Há muito, androides sexuais tinham deixado de consistir uma grande novidade. E nem demorou tanto para que casamentos entre humanos e máquinas fossem legalizados na maior parte do mundo. Obviamente, tanto uma coisa como a outra deflagraram inflamadas reações contrárias, notadamente de grupos religiosos fundamentalistas. Nada, porém, que inviabilizasse os avanços tecnológicos e sociais que, além do mais, representavam um bom incremento aos mais diversos nichos da economia.

O que estava para acontecer naquele momento, contudo, prometia uma revolução sem precedentes: pela primeira vez, se assistiria ao nascimento de um bebê gerado por um humano e uma androide (logicamente, um produto equipado com a última palavra em termos de inteligência artificial)!

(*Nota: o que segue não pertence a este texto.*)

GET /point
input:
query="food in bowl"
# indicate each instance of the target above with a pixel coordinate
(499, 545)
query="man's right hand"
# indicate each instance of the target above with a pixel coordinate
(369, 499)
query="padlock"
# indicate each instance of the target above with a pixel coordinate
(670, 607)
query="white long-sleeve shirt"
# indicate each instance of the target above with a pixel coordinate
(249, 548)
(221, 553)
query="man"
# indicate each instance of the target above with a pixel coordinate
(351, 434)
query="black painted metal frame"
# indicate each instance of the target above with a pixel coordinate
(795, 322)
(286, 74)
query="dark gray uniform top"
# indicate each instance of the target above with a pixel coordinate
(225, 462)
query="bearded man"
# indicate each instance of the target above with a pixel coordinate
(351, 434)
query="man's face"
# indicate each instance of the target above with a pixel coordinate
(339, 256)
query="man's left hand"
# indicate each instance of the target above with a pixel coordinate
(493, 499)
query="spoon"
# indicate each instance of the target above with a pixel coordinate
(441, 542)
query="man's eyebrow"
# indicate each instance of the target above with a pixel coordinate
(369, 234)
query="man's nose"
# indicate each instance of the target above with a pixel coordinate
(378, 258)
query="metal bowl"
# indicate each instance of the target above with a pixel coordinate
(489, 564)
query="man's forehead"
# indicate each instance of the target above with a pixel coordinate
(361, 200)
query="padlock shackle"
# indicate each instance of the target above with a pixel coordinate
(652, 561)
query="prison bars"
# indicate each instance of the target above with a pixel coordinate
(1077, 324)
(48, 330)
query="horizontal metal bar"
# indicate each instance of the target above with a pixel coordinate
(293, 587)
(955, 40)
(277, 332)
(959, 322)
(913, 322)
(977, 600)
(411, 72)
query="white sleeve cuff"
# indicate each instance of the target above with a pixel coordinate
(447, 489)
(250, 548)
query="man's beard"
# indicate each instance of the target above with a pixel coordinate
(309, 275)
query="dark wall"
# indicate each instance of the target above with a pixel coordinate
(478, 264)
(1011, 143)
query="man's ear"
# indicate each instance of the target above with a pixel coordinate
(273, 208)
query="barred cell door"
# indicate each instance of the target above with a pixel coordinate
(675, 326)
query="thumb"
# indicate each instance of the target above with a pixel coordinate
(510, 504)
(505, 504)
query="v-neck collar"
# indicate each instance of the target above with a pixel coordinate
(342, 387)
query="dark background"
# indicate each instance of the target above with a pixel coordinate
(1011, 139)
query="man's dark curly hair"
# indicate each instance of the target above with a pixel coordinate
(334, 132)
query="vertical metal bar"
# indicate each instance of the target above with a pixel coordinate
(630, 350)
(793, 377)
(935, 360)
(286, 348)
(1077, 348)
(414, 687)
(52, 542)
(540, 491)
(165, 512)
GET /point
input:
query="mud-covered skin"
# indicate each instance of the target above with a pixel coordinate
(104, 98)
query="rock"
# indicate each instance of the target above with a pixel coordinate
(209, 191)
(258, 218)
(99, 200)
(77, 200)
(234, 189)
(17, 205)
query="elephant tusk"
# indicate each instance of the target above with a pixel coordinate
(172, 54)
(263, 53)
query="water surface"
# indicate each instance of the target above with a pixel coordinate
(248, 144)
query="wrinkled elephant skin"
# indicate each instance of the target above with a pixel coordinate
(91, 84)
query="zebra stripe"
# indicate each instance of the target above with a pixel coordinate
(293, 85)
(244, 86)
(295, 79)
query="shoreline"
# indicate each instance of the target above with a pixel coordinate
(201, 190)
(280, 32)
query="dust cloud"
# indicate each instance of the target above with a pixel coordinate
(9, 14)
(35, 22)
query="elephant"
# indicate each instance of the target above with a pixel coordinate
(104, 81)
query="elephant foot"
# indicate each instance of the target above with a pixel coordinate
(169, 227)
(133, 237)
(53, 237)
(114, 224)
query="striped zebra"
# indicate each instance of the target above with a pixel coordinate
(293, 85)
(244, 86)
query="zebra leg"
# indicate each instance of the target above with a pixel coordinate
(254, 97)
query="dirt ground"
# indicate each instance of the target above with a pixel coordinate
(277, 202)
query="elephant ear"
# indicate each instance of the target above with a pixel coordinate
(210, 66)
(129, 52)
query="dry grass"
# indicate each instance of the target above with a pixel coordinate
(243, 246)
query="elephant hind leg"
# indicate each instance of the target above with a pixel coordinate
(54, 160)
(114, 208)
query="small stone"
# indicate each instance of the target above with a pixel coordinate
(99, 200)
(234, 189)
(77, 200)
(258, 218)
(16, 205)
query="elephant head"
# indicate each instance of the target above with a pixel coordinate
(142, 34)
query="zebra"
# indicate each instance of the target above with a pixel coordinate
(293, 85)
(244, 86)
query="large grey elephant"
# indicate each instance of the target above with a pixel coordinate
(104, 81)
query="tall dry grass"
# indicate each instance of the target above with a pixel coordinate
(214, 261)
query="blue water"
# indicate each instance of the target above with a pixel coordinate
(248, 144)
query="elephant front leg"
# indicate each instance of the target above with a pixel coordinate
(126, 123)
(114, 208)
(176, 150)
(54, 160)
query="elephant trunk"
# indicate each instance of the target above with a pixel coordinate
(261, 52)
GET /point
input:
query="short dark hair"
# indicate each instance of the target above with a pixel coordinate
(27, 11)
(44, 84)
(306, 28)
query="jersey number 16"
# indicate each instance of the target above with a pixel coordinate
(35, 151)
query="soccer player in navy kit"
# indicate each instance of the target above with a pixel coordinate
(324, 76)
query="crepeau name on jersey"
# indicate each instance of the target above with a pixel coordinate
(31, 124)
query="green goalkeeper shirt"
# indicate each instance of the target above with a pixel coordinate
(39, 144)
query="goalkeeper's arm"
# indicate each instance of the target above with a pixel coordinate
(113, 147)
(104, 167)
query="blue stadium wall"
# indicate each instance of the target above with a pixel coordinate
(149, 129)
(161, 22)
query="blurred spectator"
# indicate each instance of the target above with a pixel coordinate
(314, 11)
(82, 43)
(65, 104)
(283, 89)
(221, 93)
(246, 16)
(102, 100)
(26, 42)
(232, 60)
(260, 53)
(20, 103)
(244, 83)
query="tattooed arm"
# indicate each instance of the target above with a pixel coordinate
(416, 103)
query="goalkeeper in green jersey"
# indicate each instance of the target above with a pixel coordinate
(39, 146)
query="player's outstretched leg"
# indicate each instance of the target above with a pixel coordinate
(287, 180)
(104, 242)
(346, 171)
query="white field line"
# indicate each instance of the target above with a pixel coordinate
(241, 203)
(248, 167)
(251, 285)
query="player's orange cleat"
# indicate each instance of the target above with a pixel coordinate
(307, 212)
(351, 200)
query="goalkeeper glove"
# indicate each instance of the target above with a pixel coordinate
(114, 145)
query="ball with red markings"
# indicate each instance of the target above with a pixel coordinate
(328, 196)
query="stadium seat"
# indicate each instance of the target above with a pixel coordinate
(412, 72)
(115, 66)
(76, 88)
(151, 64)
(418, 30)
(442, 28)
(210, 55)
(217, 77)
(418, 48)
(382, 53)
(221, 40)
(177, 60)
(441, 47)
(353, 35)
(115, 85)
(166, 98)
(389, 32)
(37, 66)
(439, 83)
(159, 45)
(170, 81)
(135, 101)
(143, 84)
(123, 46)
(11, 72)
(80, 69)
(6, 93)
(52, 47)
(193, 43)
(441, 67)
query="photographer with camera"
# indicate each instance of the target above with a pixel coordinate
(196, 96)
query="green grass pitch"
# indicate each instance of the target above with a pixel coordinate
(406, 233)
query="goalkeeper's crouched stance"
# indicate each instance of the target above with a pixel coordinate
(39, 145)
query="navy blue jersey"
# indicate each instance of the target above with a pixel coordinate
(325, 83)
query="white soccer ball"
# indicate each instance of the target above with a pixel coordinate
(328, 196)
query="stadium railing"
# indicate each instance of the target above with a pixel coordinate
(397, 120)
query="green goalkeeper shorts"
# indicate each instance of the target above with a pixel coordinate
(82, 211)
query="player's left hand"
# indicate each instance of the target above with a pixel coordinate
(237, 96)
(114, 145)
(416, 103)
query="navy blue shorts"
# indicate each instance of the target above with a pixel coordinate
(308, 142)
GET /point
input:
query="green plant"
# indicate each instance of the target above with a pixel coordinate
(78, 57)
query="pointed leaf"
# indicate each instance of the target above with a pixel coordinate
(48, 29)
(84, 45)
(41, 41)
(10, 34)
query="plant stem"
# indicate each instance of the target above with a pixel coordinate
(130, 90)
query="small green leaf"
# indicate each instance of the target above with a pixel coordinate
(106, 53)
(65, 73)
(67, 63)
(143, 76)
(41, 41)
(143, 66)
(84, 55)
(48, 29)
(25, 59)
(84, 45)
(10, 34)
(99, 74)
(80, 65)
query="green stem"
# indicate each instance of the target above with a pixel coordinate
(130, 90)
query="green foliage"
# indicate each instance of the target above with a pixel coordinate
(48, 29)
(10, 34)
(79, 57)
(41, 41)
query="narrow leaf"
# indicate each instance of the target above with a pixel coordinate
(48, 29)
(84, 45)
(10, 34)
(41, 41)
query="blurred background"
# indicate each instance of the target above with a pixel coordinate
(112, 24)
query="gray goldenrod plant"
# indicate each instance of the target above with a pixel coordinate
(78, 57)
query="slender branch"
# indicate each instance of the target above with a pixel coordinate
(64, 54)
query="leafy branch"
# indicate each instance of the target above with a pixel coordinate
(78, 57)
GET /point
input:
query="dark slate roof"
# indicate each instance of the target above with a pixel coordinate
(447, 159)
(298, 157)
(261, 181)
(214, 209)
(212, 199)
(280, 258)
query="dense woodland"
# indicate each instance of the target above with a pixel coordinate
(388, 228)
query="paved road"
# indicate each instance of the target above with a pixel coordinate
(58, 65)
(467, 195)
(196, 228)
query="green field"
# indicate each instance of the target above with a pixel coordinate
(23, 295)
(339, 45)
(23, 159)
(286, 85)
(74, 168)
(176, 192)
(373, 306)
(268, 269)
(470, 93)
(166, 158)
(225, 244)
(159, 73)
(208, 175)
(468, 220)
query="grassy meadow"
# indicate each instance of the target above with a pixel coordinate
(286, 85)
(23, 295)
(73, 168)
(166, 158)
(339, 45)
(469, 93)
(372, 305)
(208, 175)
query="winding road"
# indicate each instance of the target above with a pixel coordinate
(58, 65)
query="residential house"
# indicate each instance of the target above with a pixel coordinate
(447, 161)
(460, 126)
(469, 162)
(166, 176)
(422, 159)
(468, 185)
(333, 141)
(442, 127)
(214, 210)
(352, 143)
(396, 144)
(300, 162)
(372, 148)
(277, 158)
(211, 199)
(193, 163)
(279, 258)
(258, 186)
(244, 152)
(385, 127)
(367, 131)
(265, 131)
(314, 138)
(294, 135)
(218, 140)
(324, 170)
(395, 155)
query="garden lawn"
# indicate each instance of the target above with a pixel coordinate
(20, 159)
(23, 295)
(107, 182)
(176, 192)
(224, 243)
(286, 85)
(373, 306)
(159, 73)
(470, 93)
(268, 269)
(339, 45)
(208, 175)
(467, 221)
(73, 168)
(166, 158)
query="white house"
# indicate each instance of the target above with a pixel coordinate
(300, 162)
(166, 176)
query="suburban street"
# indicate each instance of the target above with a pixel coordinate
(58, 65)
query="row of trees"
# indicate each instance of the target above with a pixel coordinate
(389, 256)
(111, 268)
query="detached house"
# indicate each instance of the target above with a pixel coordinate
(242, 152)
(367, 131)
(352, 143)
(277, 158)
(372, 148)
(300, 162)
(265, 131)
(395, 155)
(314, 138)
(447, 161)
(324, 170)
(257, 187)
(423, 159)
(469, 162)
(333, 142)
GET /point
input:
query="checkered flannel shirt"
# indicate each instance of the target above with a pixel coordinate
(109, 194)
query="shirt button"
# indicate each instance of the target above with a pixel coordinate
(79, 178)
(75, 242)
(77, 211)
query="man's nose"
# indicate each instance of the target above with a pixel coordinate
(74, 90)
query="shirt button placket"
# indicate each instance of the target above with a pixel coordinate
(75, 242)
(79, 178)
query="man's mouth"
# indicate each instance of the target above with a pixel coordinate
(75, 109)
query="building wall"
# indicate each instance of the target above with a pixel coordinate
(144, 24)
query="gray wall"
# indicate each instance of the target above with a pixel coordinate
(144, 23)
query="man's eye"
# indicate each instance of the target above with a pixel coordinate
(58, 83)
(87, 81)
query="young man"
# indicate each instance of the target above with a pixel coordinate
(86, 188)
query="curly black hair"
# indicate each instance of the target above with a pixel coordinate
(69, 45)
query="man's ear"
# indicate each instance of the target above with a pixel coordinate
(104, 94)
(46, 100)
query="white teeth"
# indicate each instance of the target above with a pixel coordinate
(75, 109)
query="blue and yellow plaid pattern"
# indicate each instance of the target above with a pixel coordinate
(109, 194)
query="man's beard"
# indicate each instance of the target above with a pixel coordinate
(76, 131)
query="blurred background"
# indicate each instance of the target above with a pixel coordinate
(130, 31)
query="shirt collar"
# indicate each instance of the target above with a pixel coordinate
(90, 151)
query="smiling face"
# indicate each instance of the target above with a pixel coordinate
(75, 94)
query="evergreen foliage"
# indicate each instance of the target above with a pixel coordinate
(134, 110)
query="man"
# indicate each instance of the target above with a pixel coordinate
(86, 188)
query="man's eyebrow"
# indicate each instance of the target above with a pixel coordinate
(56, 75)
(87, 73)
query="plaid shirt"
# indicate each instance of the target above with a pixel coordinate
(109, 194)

Foram décadas de estudos de nanotecnologia, biotecnologia e ciência dos materiais, até que fosse desenvolvido um algoritmo que simulava emoções e reações humanas desencadeadas por fenômenos internos e externos.

Certamente, a androide não iria dar à luz durante um parto, como as mulheres humanas. Os cientistas desenvolveram uma nova inteligência artificial que era a combinação da personalidade do robô e o genoma de seu parceiro humano. O conjunto seria integrado a um filho robô criado a partir de uma impressão em 3D.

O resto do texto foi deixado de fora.